3. Build the dashboard (optional but recommended)

cd dashboard
npm install
npm run build
cd ..

The gateway serves the built UI at /dashboard automatically when dashboard/build/ exists. Skip this step if you only need the REST/WS API.

4. Run

uvicorn main:app --host 0.0.0.0 --port 8100

5. Test

pytest tests/ -v

Usage

REST API

Launch Hold Slayer on a number:

curl -X POST http://localhost:8000/api/calls/hold-slayer \
  -H "Content-Type: application/json" \
  -d '{
    "number": "+18005551234",
    "intent": "dispute Amazon charge from December 15th",
    "call_flow_id": "chase_bank_main",
    "transfer_to": "sip_phone"
  }'

Check call status:

curl http://localhost:8000/api/calls/call_abc123

Browse call history (persisted in the database):

curl http://localhost:8000/api/calls/history?limit=50
curl http://localhost:8000/api/calls/call_abc123/transcript
curl -O http://localhost:8000/api/calls/call_abc123/recording   # WAV

Create a smart-routing rule:

curl -X POST http://localhost:8000/api/routing/rules \
  -H "Content-Type: application/json" \
  -d '{
    "name": "Block tollfree at night",
    "priority": 10,
    "enabled": true,
    "match": {
      "caller_pattern": "+1800*",
      "time_range": {"start": "22:00", "end": "06:00", "tz": "America/Toronto", "days": [0,1,2,3,4,5,6]}
    },
    "action": {"type": "reject", "message": "Office is closed."}
  }'

Toggle Do Not Disturb on a device:

curl -X PATCH http://localhost:8000/api/routing/devices/dev_abc123/dnd \
  -H "Content-Type: application/json" \
  -d '{"enabled": true}'

WebSocket — Real-Time Events

const ws = new WebSocket("ws://localhost:8000/ws/events");
ws.onmessage = (msg) => {
  const event = JSON.parse(msg.data);
  // event.type: "human_detected", "hold_detected", "ivr_step", etc.
  // event.call_id: which call this is about
  // event.data: type-specific payload
};

MCP — AI Assistant Integration

The MCP server exposes 10 tools that any MCP-compatible assistant can use:

Tool	Description
`make_call`	Dial a number through the SIP trunk
`end_call`	Hang up an active call
`send_dtmf`	Send touch-tone digits to navigate menus
`get_call_status`	Check current state of a call
`get_call_transcript`	Get live transcript of a call
`get_call_recording`	Get recording metadata and file path
`list_active_calls`	List all calls in progress
`get_call_summary`	Analytics summary (hold times, success rates)
`search_call_history`	Search past calls by number or company
`learn_call_flow`	Build a reusable call flow from exploration data

How It Works

Outbound (Hold Slayer)

You request a call — via REST API, MCP tool, or dashboard
Gateway dials out — Sippy B2BUA places the call through your SIP trunk
Audio classifier listens — Real-time waveform analysis detects IVR prompts, hold music, ringing, silence, and live speech
Transcription runs — Speaches/Whisper converts audio to text in real-time
IVR navigator decides — If a stored call flow exists, it follows the steps (including SPEAK steps that synthesize speech via Rhema TTS).
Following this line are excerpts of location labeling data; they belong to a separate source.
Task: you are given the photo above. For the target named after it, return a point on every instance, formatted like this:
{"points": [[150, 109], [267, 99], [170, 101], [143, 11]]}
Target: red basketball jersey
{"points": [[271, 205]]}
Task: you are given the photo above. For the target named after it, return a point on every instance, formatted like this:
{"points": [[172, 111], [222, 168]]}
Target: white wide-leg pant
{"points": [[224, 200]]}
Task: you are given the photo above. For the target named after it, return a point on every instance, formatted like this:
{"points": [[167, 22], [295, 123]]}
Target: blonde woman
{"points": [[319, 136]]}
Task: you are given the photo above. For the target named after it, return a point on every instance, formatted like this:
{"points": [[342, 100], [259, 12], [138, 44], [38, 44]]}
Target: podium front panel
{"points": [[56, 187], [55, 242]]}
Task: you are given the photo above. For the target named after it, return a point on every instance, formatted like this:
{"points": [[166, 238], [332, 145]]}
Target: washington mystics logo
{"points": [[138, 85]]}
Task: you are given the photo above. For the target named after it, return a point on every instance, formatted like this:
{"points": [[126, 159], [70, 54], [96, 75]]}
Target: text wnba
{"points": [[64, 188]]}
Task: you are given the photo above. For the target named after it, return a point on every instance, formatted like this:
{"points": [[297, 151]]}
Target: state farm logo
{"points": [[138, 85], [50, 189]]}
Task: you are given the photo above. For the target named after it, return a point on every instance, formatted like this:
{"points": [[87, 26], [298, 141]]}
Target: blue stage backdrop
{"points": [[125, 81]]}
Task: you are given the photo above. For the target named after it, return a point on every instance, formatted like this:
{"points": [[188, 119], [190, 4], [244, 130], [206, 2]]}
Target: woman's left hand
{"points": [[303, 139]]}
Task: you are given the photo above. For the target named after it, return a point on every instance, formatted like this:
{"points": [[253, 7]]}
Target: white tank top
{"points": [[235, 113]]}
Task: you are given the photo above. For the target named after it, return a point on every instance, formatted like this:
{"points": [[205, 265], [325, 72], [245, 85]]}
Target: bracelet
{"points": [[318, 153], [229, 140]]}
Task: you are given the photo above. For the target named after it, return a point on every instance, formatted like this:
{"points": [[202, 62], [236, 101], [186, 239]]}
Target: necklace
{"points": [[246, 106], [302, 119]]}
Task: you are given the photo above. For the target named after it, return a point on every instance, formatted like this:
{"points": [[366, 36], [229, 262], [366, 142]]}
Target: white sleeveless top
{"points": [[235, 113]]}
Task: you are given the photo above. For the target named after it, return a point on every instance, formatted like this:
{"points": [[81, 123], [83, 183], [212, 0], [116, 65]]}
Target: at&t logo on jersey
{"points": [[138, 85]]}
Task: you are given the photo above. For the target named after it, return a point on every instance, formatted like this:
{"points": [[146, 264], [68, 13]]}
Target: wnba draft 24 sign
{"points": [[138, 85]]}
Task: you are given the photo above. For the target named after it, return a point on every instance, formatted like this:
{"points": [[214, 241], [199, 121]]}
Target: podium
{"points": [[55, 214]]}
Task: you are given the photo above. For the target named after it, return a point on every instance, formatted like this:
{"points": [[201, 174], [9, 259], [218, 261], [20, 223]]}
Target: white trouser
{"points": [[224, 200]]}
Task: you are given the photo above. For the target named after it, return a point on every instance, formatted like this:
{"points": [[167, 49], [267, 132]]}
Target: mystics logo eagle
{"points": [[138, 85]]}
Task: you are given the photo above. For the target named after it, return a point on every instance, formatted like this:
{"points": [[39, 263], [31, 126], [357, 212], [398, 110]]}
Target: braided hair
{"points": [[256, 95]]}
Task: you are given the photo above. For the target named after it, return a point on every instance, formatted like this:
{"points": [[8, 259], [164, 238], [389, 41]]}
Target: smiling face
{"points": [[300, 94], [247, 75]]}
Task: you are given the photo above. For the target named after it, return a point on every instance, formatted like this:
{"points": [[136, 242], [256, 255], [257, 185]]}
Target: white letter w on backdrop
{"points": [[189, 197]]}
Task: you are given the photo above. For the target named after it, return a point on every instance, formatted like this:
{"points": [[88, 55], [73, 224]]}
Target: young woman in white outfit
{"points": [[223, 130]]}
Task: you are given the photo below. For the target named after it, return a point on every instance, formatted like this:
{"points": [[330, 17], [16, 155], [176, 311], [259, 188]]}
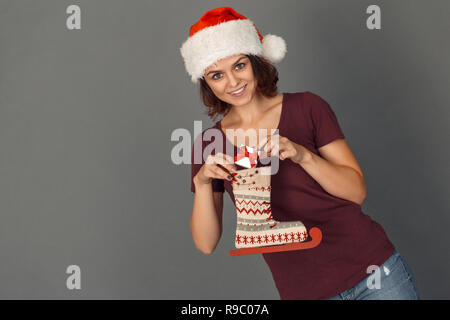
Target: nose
{"points": [[233, 80]]}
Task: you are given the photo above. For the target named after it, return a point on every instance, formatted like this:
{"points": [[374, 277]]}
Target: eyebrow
{"points": [[233, 64]]}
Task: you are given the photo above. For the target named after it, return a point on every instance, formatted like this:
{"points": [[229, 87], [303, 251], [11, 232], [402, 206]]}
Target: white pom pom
{"points": [[274, 48]]}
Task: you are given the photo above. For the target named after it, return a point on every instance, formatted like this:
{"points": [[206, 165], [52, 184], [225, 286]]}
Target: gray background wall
{"points": [[86, 117]]}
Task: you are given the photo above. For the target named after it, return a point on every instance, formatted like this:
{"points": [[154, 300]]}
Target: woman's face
{"points": [[229, 75]]}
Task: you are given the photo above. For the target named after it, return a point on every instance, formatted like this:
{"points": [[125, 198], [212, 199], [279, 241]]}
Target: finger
{"points": [[274, 152], [220, 173], [226, 161]]}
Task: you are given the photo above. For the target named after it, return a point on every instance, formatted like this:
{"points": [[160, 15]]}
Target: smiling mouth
{"points": [[239, 90]]}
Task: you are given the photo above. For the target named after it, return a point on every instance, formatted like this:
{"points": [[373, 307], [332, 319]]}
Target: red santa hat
{"points": [[221, 33]]}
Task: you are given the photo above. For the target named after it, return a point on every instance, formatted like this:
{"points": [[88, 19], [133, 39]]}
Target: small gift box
{"points": [[247, 157]]}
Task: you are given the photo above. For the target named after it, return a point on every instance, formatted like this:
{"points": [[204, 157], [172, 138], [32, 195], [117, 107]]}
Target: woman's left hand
{"points": [[284, 148]]}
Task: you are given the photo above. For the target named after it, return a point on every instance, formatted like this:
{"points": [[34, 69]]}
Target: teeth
{"points": [[239, 91]]}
If not, the LLM analyzes the transcript and picks the right menu option
Hold detection — When hold music is detected, the system waits patiently and monitors for transitions
Human detection — The classifier detects the transition from music/silence to live speech
Transfer — Your desk phone rings. Pick up and you're talking to the agent. Zero hold time.

Inbound (AI Receptionist + Smart Routing)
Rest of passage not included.